Air duct adaptor plates back from powder coating. Initial mock-up of the new 15 litre tank completed. I have yet to add the inline fuel filter. Tank features a vented cap, to avoid a vacuum. 90 degree fuel elbow makes life a lot easier than trying to contort the semi-rigid fuel line around a tight bend Measured and marked out some fuel levels, then printed out the labels so I can quickly check the remaining quantity of diesel in the tank. The Afterburner digital controller has the ability to monitor the fuel usage, so you can set it to warn you when you reach a certain quantity remaining and then shut the heater down when you reach your minimum set quantity. This avoids you running the fuel tank dry and having to re-prime the fuel system and potentially damaging your pump. The GPIO function of the Afterburner also allowed me to fit a "FUEL LOW" warning LED in the garage on the control panel door (see earlier posts for pictures), so I can visually see it needs topping up without me having to venture outside. I installed a top fitting pipe pick up (cut to length about 15mm from the bottom of the tank, to avoid sucking up any water or debris in the fuel) Finished up installing the conduit in the garage. I now have to drill a 20mm hole through the cavity wall, to route more conduit and then the cables themselves to the external junction box which will mount on the other side. From there a cable will connect to the junction box with a quick disconnect plug fitted at the other end. This will pass through the metal box enclosure and to the QD port on the flight case containing the heater. In this way I can quickly disconnect power to the heater and remove the flight case from the metal box enclosure, for future servicing or repairs.

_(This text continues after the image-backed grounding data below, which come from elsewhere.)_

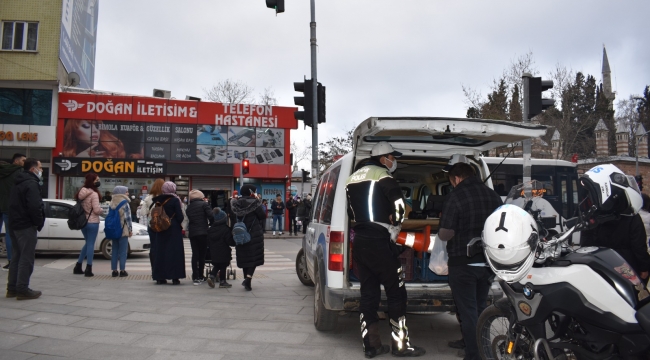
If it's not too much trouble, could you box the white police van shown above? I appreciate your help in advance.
[295,117,547,330]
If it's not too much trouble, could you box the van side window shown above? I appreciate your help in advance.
[319,165,341,225]
[312,172,330,223]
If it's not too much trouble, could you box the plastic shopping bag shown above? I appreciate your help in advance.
[428,234,449,276]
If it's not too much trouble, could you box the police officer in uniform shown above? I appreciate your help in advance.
[346,142,425,358]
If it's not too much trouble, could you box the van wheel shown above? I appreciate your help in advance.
[101,239,112,260]
[314,268,338,331]
[296,248,314,286]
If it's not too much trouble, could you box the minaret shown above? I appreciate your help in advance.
[602,46,615,110]
[616,122,629,156]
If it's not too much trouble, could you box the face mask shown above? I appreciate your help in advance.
[34,169,43,180]
[94,181,101,187]
[385,157,397,173]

Spent a few hours yesterday afternoon, soldering and insulating the seven wires that go from the external junction box to the heater and terminating in the QR connector plug. Quite fiddly to solder all seven to the pins but with this out the way, that's about 95% of the wring complete. Quick release 7 pin waterproof connector
Back from a 3 week holiday in NZ. Finished the external junction box. The momentary switch means I can reset the fuel usage to zero whenever I refill the tank and saves me doing so on the Afterburner.
I used to think I was a perfectionist and did good work - then you come along and I realise that being above average is all I can claim! It’s like winning BSB and then going to WSBK and finding yourself just one of the pack. Fuck - I’m Scott Redding……..
Spent yesterday afternoon drilling through the wall to install the external junction box. Decided to bite the bullet and bought a pretty meaty SDS drill. It's a heavy unit and doubtless will be more than man enough when it comes to drilling the much larger hole out for the ducting pipe with a diamond tipped core drill bit. That is going to have to wait until the warmer weather, as once drilled I want to have everythig in place, so as I minimise the time spent with a gaping hole in the building. If it ever stops raining today, I plan to seal in the 20mm conduit pipe that passes through the wall, then seal it into the back of the junction box, before I run the wires through the wall. The periphery of the box will also be sealed to the wall to prevent any moisture getting behind it. I will post up some pics once done. First job today is to repair the very small blow out on the render outside, where the drill broke through, but that is a quick fix.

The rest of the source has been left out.